Toprakçı: “Köyün yüzde 60’ına yakın aileler bu işten geçimlerini sağlıyor”


İhlas Haber Ajansı (İHA) muhabirine konuşan Deregümü Köyü Muhtarı Ali Toprakçı, “Köyümüzde yaklaşık 12 yıl önce domates üretimi başladı. Köyümüz, Isparta merkezin en büyük köyü ve 2 bin 49 nüfusa sahip. Başta, çok kişi bu işle iştirak etmiyordu ama şu an köyümüzün yüzde 50’si, hatta yüzde 60’ına yakın aileler bu işten geçimlerini sağlıyorlar. Hepsi bu işe yöneliyorlar. Özellikle, bu işin iyi yönü şu; gençlerimizin daha önce dışarıda ona buna yalvarıp, ‘İşe girebilir miyiz, katar mıyız, katabilir miyiz’ demekten vazgeçip, kendi serasını kurup, işlerine devam ediyorlar.

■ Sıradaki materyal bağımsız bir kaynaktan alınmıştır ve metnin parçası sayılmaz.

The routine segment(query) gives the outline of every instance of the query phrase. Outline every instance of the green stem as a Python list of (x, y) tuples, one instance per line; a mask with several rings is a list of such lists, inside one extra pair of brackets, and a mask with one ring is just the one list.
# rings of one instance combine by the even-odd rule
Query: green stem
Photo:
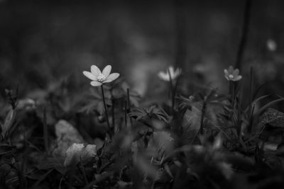
[[(101, 85), (101, 88), (102, 88), (102, 100), (104, 101), (104, 112), (106, 113), (106, 122), (107, 122), (107, 127), (109, 129), (109, 132), (111, 131), (111, 127), (109, 125), (109, 114), (107, 113), (107, 108), (106, 108), (106, 100), (104, 98), (104, 87), (103, 85)], [(111, 136), (110, 136), (111, 137)]]
[(173, 88), (173, 79), (172, 76), (170, 75), (169, 69), (168, 69), (168, 72), (170, 76), (170, 90), (171, 91), (171, 95), (172, 95), (172, 110), (173, 113), (175, 110), (175, 91), (174, 91), (175, 90)]

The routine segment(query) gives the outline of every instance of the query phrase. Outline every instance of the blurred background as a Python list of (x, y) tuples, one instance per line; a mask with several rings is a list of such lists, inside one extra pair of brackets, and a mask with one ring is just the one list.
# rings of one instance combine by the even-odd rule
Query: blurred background
[[(0, 87), (20, 95), (113, 66), (142, 95), (173, 64), (192, 84), (225, 91), (234, 65), (246, 1), (0, 1)], [(251, 1), (241, 74), (280, 94), (284, 76), (284, 2)], [(273, 88), (272, 88), (273, 87)], [(283, 92), (282, 92), (283, 93)]]

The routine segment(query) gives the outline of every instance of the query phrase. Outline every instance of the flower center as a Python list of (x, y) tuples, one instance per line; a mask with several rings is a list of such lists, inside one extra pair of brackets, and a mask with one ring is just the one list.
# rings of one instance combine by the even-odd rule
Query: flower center
[(97, 78), (97, 81), (99, 82), (104, 81), (106, 80), (106, 76), (104, 76), (104, 74), (99, 74), (99, 75)]
[(229, 74), (229, 78), (231, 79), (234, 78), (234, 76), (233, 76), (232, 74)]

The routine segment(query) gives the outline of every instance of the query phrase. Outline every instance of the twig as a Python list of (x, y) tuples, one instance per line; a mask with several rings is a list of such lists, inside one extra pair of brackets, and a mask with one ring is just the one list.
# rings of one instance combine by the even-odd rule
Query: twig
[(243, 55), (248, 38), (248, 26), (249, 26), (249, 21), (250, 21), (251, 10), (251, 0), (246, 0), (241, 36), (239, 45), (238, 53), (235, 64), (235, 68), (236, 69), (237, 68), (239, 70), (241, 69), (241, 59), (243, 58)]

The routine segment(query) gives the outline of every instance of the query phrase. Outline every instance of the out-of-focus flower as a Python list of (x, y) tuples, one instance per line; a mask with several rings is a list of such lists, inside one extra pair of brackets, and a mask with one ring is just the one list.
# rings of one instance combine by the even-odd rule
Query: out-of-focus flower
[(107, 65), (102, 71), (95, 65), (91, 67), (91, 72), (84, 71), (83, 74), (92, 80), (91, 85), (94, 86), (101, 86), (104, 83), (109, 83), (116, 79), (119, 76), (119, 73), (110, 74), (111, 66)]
[(239, 69), (234, 69), (232, 66), (229, 66), (229, 69), (225, 69), (224, 70), (224, 76), (228, 81), (237, 81), (243, 78), (241, 75), (239, 75)]
[(175, 71), (173, 67), (170, 66), (165, 72), (160, 71), (158, 74), (158, 76), (162, 80), (170, 81), (170, 79), (172, 79), (172, 80), (177, 79), (181, 74), (181, 73), (182, 70), (180, 68), (177, 68)]
[(66, 151), (64, 166), (76, 165), (81, 161), (82, 163), (85, 163), (95, 155), (97, 155), (96, 145), (87, 144), (85, 146), (84, 144), (74, 143)]
[(277, 50), (277, 43), (273, 39), (268, 39), (266, 42), (266, 47), (269, 51), (275, 51)]

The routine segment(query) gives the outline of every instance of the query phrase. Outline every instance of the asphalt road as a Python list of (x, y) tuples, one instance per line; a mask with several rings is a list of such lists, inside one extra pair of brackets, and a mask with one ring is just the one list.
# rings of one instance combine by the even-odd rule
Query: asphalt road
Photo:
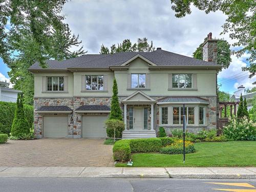
[[(1, 192), (226, 191), (256, 192), (256, 179), (0, 178)], [(222, 190), (217, 190), (219, 189)]]

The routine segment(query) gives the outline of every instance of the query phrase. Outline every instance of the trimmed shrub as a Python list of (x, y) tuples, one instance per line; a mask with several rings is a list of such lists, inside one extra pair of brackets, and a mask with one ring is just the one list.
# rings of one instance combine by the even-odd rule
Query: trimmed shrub
[(25, 115), (23, 107), (23, 96), (22, 94), (19, 94), (17, 98), (14, 119), (11, 130), (11, 136), (20, 137), (23, 134), (29, 134), (30, 127), (31, 126), (29, 126)]
[(113, 147), (114, 159), (122, 162), (127, 161), (131, 158), (131, 150), (130, 140), (120, 140), (116, 142)]
[(162, 141), (158, 138), (131, 139), (132, 153), (158, 152), (162, 147)]
[(6, 143), (8, 139), (8, 135), (7, 134), (0, 134), (0, 144)]
[(171, 137), (159, 137), (158, 139), (161, 139), (162, 146), (169, 145), (173, 143), (174, 141), (174, 138)]
[[(0, 101), (0, 134), (10, 135), (12, 124), (14, 118), (16, 103)], [(33, 106), (24, 104), (24, 113), (30, 127), (33, 124), (34, 111)]]
[(122, 138), (122, 133), (124, 130), (124, 123), (122, 121), (117, 119), (108, 119), (105, 124), (108, 137), (113, 138), (115, 130), (115, 138)]
[[(182, 140), (175, 141), (170, 145), (161, 148), (160, 153), (165, 154), (182, 154), (183, 153), (183, 141)], [(193, 143), (186, 141), (185, 142), (185, 153), (187, 154), (195, 153), (195, 152), (196, 149)]]
[(166, 133), (165, 133), (165, 131), (164, 129), (162, 126), (159, 127), (159, 130), (158, 131), (158, 135), (159, 137), (165, 137), (166, 136)]
[(245, 116), (239, 119), (235, 117), (229, 118), (229, 124), (222, 130), (224, 135), (233, 140), (256, 140), (256, 123)]

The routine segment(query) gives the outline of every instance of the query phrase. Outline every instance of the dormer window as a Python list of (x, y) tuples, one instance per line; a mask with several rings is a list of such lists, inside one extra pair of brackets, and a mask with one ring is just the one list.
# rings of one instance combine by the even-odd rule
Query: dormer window
[(132, 88), (144, 88), (146, 87), (145, 74), (132, 74)]

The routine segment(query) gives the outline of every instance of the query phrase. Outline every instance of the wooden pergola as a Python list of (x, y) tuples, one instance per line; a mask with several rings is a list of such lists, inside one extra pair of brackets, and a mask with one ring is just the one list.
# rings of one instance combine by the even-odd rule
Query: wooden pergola
[[(237, 115), (237, 105), (239, 104), (240, 101), (220, 101), (219, 102), (220, 105), (220, 118), (222, 118), (222, 110), (223, 110), (223, 108), (224, 109), (224, 118), (226, 118), (227, 117), (227, 106), (230, 106), (230, 116), (233, 114), (234, 115)], [(233, 106), (234, 106), (234, 112), (233, 113)]]

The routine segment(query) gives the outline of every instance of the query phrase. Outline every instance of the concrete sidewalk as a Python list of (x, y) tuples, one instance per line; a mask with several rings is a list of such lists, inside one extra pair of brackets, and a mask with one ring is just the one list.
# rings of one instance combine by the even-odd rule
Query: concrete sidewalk
[(0, 167), (0, 177), (256, 179), (256, 167)]

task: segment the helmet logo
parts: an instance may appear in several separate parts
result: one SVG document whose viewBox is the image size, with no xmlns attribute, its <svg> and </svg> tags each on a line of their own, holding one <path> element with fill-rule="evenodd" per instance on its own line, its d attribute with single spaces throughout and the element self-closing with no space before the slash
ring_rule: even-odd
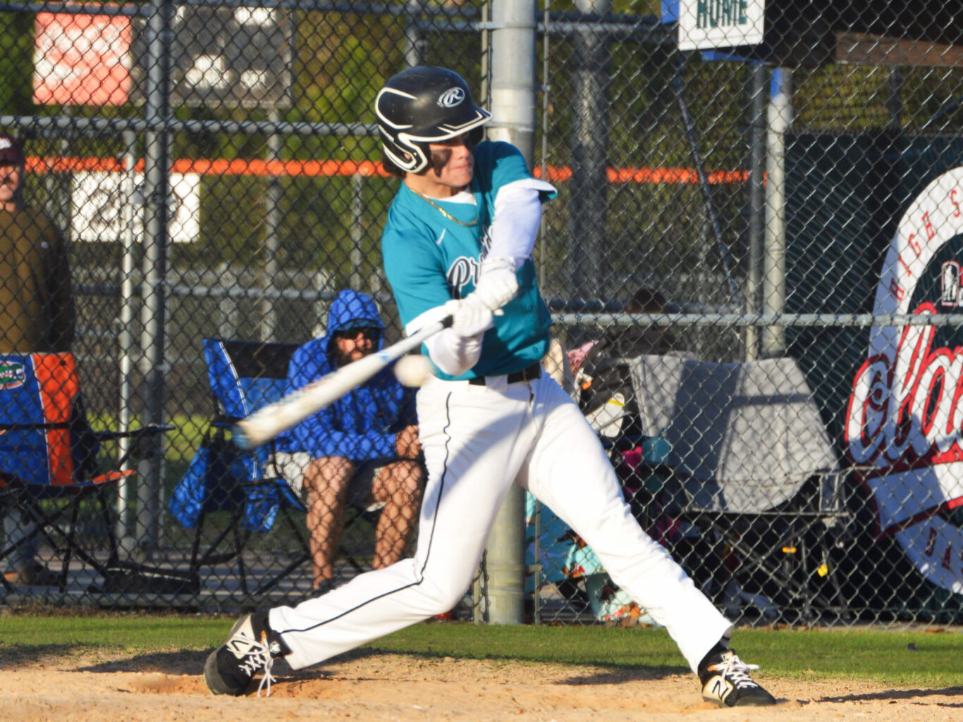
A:
<svg viewBox="0 0 963 722">
<path fill-rule="evenodd" d="M 464 90 L 455 86 L 455 88 L 449 88 L 438 96 L 438 105 L 442 108 L 454 108 L 456 105 L 460 105 L 464 99 Z"/>
</svg>

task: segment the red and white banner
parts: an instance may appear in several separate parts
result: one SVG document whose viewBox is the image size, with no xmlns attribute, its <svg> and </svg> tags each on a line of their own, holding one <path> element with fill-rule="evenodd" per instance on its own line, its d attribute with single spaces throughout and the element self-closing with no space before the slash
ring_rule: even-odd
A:
<svg viewBox="0 0 963 722">
<path fill-rule="evenodd" d="M 932 181 L 899 220 L 875 314 L 960 313 L 963 168 Z M 852 382 L 846 419 L 850 459 L 865 475 L 879 532 L 895 534 L 917 569 L 963 593 L 963 530 L 945 512 L 963 505 L 963 346 L 958 330 L 875 326 Z"/>
<path fill-rule="evenodd" d="M 130 18 L 38 13 L 34 102 L 123 105 L 130 88 Z"/>
</svg>

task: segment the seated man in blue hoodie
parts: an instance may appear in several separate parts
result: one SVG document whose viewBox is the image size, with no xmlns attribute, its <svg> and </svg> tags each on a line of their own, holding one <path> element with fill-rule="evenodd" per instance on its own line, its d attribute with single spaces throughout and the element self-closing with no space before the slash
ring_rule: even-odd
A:
<svg viewBox="0 0 963 722">
<path fill-rule="evenodd" d="M 325 336 L 295 351 L 290 394 L 379 350 L 384 323 L 364 294 L 338 294 Z M 279 437 L 278 466 L 304 500 L 314 560 L 314 589 L 333 586 L 334 555 L 348 505 L 382 505 L 376 529 L 376 569 L 398 561 L 421 504 L 423 469 L 413 393 L 391 368 L 354 388 Z"/>
</svg>

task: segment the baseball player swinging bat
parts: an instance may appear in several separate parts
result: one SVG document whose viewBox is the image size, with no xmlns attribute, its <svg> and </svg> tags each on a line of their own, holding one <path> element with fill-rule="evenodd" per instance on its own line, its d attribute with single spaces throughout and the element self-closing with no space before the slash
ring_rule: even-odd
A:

Üretim yapıyorlar” dedi.



Dünyanın domatesi Deregümü’den gidiyor


Isparta’dan, Suudi Arabistan, Romanya, Hollanda, Bulgaristan, İspanya, Moldova, Dubai, Katar ve Kuveyt’e kadar ihracat yapılan köyden iç piyasaya da domates gittiğini anlatan Deregümü Köyü Muhtarı Toprakçı, “Domatesimizin ihracat kısmı da var, Ankara - İzmir - Konya - Kayseri gibi illerimize gönderdiğimiz iç piyasa pazarlamamız da var. İhracat oranı, yüzde 30’luk kısmından oluşuyor. İhracatı genelde yakın Arap ülkelerine yapıyoruz” diye konuştu.



“Türkiye’de birçok ilde köyden kente veriliyor ama biz Deregümü köyümüzde her geçen gün çoğalıyor ve göç alıyoruz”


Yaklaşık 12 yıl önce örtü altı üretim ile başladıkları domates yetiştiriciliğinin kendi köylerine katkı sunmasının yanı sıra çevre köylere de örnek teşkil ettiğini aktaran Muhtar Toprakçı, “Burada, yaklaşık bin dönüme yakın (örtü altı) domates üretim sahamız var. Biz, karanfil üretiminden esinlenerek domatese başladık. Domates üretimini köy olarak biz yaptık. Bizim bunu yapmamız, sadece bizim köyümüze değil, başka köylere de örnek oldu. İslamköy, Yakaören, Kayı gibi çevre köylere de domates üretimi yavaş yavaş yayılmaya başladı. Biz, güzel bir örnek olduğumuzu düşünüyoruz. Çünkü, Türkiye’de birçok ilde, köyden kente veriliyor ama bizi Deregümü köyümüzde her geçen gün çoğalıyor ve göç alıyoruz. Gençlerimiz, daha önce başka yerlerde iş ararken, şimdi kendi işlerini yapar konuma geldiler. Üretmek, işin ayrı bir zevki tabi o yüzden de mutluyuz. Üretime ve milli ekonomiye katkı sunmaktan da çok memnunuz” şeklinde konuştu.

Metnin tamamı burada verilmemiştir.